Genuine success story comes as political pressure mounts to dilute or delay net zero targets. 

The latest Energy Trends (September 2025) statistics from the Department for Energy Security and Net Zero tell an important story: renewables are now responsible for over 48% of UK electricity generation, with offshore wind and marine energy continuing to climb despite slower new installations. Offshore wind alone supplied around 28% of generation, buoyed by improved capacity factors in the North Sea.

By contrast, coal has almost disappeared, contributing less than 1% of generation, and gas use has fallen by roughly 12% year-on-year, driven by mild weather and increased interconnector imports. The UK’s total fossil fuel demand is now at its lowest since records began in the 1950s.

That’s a genuine success story, one built on decades of policy stability, investment confidence, and technological innovation. But it comes just as political pressure mounts to dilute or delay net zero targets. We’re seeing narratives that frame the energy transition as a burden rather than an opportunity, a costly “green experiment” rather than the foundation of future prosperity.

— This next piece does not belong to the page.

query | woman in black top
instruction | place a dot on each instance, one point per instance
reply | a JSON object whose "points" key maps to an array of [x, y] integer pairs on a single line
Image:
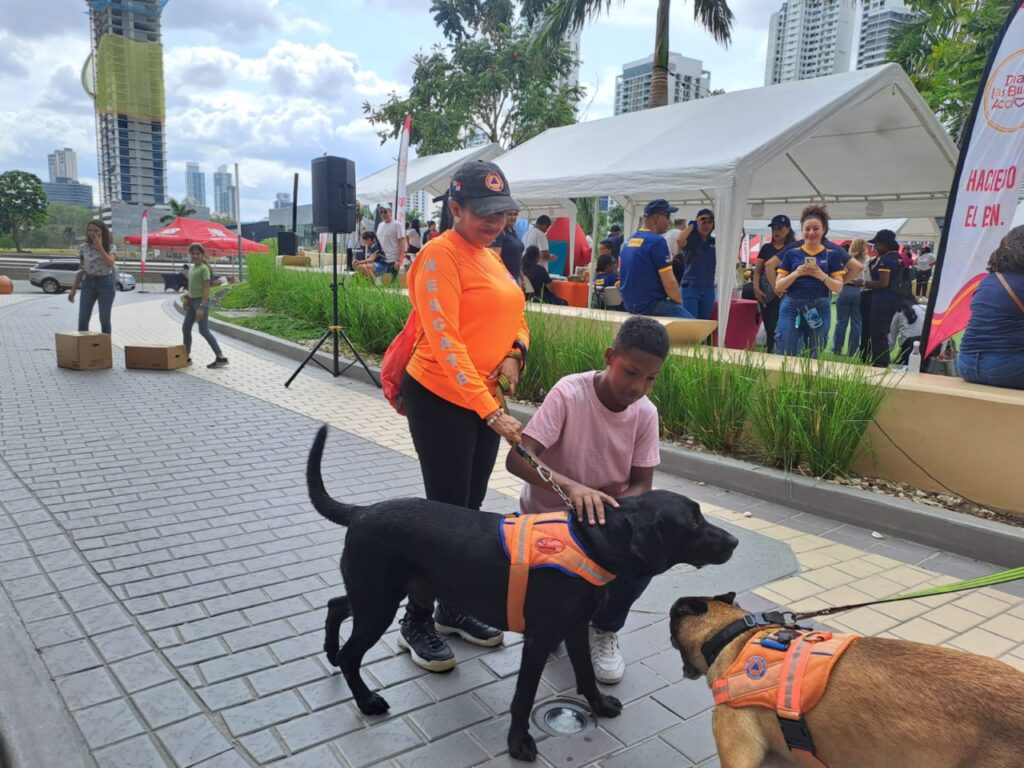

That’s a mistake. The data show that clean energy isn’t a fringe ideal, it’s already the backbone of the UK’s power system. Every new offshore turbine, every interconnector, every marine demonstrator, is part of a system that’s proving we can decarbonise while maintaining security and affordability.

Rolling back net zero commitments now would not only be economically irrational, it would be strategically self-defeating. Recent allocation rounds highlight the fragility of that progress: the UK’s fifth and sixth CfD auctions saw no offshore wind bids, and the newly launched AR7 round has gone ahead with a reduced budget, underscoring ongoing cost pressures and investor caution across the sector. The transition is happening; the question is whether we lead it or lag behind it. 

For the marine research community, this is a pivotal moment. As offshore renewables mature from innovation to national infrastructure, the role of science is shifting, from enabling deployment to optimising coexistence, resilience, and ecosystem recovery. Continued investment in marine observation, modelling, and ecosystem research will be essential to ensure expansion remains sustainable, socially acceptable, and nature positive. The evidence generated now will shape how we balance climate security with ocean health for decades to come.